- Born: 4 March 1948
- Died: 23 August 2018 (aged 70)
- Education: University of Cambridge, (BSc) University of Oxford (Dr. Phil., 1974)
- Spouse: Cecilia Meredith ​(m. 1970)​
- Scientific career
- Fields: Mathematics, Logic, Proof theory
- Workplaces: University of St Andrews
- Thesis: Topics in General Topology: Bicategories, Projective Covers, Perfect Mappings and Resolutions of Sheaves (1974)
- Doctoral advisor: Peter J. Collins Dana Scott
- Doctoral students: Muffy Calder

= Roy Dyckhoff =

British mathematician and logician

Roy Dyckhoff (4 March 1948 – 23 August 2018) was a British mathematician, logician and computer scientist who worked in logic and proof theory in the Department of Pure Mathematics and later Computer Science at the University of St Andrews. He is known for his discovery in 1992 of a terminating sequent calculus for intuitionistic propositional logic.

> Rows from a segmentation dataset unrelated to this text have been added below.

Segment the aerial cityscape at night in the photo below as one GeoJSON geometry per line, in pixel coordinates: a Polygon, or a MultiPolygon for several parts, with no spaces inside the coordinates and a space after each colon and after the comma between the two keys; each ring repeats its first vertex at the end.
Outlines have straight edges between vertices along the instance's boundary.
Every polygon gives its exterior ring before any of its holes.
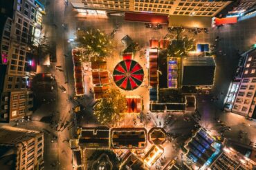
{"type": "Polygon", "coordinates": [[[256,0],[0,0],[0,170],[256,170],[256,0]]]}

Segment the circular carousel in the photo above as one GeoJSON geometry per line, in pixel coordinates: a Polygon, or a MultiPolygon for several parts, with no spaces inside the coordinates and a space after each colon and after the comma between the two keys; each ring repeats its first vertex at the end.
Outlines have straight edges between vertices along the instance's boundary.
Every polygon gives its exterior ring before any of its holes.
{"type": "Polygon", "coordinates": [[[143,82],[143,67],[134,60],[120,61],[113,72],[113,81],[117,86],[125,90],[138,88],[143,82]]]}

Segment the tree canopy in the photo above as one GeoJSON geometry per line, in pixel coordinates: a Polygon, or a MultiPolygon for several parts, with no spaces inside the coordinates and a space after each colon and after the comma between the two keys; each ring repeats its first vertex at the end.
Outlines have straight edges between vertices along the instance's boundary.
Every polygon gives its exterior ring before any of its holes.
{"type": "Polygon", "coordinates": [[[111,56],[114,48],[109,36],[99,29],[79,30],[76,41],[84,50],[84,60],[89,61],[93,56],[111,56]]]}
{"type": "Polygon", "coordinates": [[[189,37],[187,33],[184,34],[184,28],[173,28],[170,30],[170,33],[167,35],[167,38],[171,40],[167,48],[169,56],[183,56],[187,52],[195,50],[194,37],[189,37]]]}
{"type": "Polygon", "coordinates": [[[94,115],[102,125],[111,124],[120,120],[127,108],[125,96],[116,88],[110,88],[105,92],[106,98],[99,99],[94,106],[94,115]]]}

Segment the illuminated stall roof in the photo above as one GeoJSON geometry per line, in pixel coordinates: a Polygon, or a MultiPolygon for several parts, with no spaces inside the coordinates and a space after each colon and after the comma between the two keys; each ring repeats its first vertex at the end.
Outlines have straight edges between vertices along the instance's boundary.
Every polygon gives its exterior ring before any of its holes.
{"type": "Polygon", "coordinates": [[[111,136],[113,149],[143,149],[147,146],[147,131],[144,128],[113,128],[111,136]]]}

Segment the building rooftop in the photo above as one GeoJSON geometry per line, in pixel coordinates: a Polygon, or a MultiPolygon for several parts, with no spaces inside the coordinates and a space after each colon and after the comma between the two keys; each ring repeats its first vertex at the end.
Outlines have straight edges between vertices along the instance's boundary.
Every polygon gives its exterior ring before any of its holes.
{"type": "Polygon", "coordinates": [[[136,169],[136,170],[144,170],[147,169],[143,164],[143,162],[137,158],[134,153],[131,153],[127,157],[126,160],[121,164],[120,170],[127,169],[136,169]]]}
{"type": "Polygon", "coordinates": [[[215,62],[212,57],[185,57],[183,60],[182,85],[213,85],[215,62]]]}
{"type": "Polygon", "coordinates": [[[214,140],[204,130],[200,129],[185,145],[186,156],[199,167],[212,162],[216,149],[212,147],[214,140]]]}
{"type": "Polygon", "coordinates": [[[13,146],[0,146],[1,169],[15,169],[16,148],[13,146]]]}
{"type": "Polygon", "coordinates": [[[39,134],[40,132],[37,131],[3,126],[0,127],[0,145],[14,145],[26,141],[39,134]]]}
{"type": "Polygon", "coordinates": [[[144,128],[114,128],[111,134],[113,148],[144,148],[147,145],[147,131],[144,128]]]}
{"type": "Polygon", "coordinates": [[[109,129],[107,127],[83,127],[79,136],[79,145],[86,148],[109,147],[109,129]]]}

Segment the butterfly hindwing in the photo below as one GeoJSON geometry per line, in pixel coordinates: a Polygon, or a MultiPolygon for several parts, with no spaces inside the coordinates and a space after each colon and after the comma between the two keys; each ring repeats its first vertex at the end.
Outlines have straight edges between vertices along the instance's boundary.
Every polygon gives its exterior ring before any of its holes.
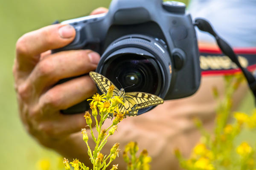
{"type": "Polygon", "coordinates": [[[89,74],[103,94],[107,94],[109,87],[111,85],[113,85],[115,87],[113,91],[113,95],[118,95],[119,90],[110,80],[96,72],[90,71],[89,74]]]}
{"type": "Polygon", "coordinates": [[[120,111],[129,116],[136,116],[138,110],[163,103],[163,100],[156,95],[143,92],[125,93],[125,105],[121,105],[120,111]]]}
{"type": "Polygon", "coordinates": [[[107,94],[111,85],[114,86],[113,96],[120,95],[124,99],[124,105],[121,104],[119,105],[119,110],[121,113],[129,116],[136,116],[139,109],[163,103],[162,98],[152,94],[143,92],[125,93],[123,89],[119,91],[110,80],[98,73],[91,71],[89,75],[103,94],[107,94]]]}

His Erdős number was 3.

== Early life and education ==
Roy Dyckhoff was born on 4 March 1948, in Manchester, to Eric Bernard Charles Dyckhoff, a solicitor, and Muriel Edith Turner. He had an older sister. His mother died on 6 October 1955, when he was seven years old. Later remarrying in 1959, his father ran the law firm Dyckhoff and Johnson in Cheadle and founded the Cheadle Civic Society.

Raised in Cheshire, he spent his youth at boarding school Winchester College. Dyckhoff grew an interest in church bell-ringing, joining a group of ringers there. Dyckhoff spent a year programming punch-cards at English Electric Leo Marconi. Enrolling in an undergraduate program at King's College, Cambridge in 1966, he studied mathematics but also spent a year attending only lectures in Middle Eastern studies. During his time at King's College, he rang a peal at Trumpington with a band of first year students.

After receiving his undergraduate degree, he pursued further studies at New College, Oxford, completing a DPhil in Mathematics in 1974. His dissertation, Topics in General Topology: Bicategories, Projective Covers, Perfect Mappings and Resolutions of Sheaves, was supervised by Peter J. Collins and Dana Scott. He was later appointed Fellow of Magdalen College, Oxford.

== Career ==
In 1975, Dyckhoff became a lecturer in the Department of Pure Mathematics at St Andrews, later moving to Computer Science in 1981 due to the reduced funding under the Thatcher government. Early in his scientific career, he contributed to topology and category theory. Applying his experience in programming and interest in formal logic, he shifted to theoretical computer science and logic where he came to specialise in proof theory and automated theorem proving.

His investigations into intuitionistic logic led him to discover the contraction-free intuitionistic sequent calculus G4ip in 1992. The contraction rule was known to be problematic for backward proof-searches as it can cause unwanted loops. By producing a contraction-free calculus and proving the admissibility of contraction, Dyckhoff provided the first terminating intuitionistic propositional sequent calculus. Such a calculus was anticipated in 1950s by the founder of the Soviet school of game theory, Nikolai Vorobyov. Dyckhoff's calculus laid the groundwork for subsequent terminating proof systems. Additionally he settled a question posed by Georg Kreisel in 1971 on the relationship between cut-elimination, substitution and normalisation. He co-authored several papers with Sara Negri on topics involving intermediate and modal logics.

His later works investigated Aristotelian and Stoic logic. With Susanne Bobzien he proved the decidability of Stoic logics in a Hertz-Gentzen system.

== Personal life ==
Dyckhoff married Cecilia Meredith in 1970, and the couple spent their time between St Andrews and Glengarry, Invergarry in the Scottish Highlands. They had two children: a daughter, Livia, and a son. As a Tower captain at the St Salvator's Chapel, Dyckhoff rang for various services, occasionally involving his wife and children in the ringing. He was involved in the installation of additional bells in 2003 and later in 2010 to commemorate the consecration of the chapel and the founding of the university. He was also an avid hiker and bell-ringer in his free time, and supported the Mountain Bothies Association.

Dyckhoff died on 23 August 2018 from an acute myeloid leukemia.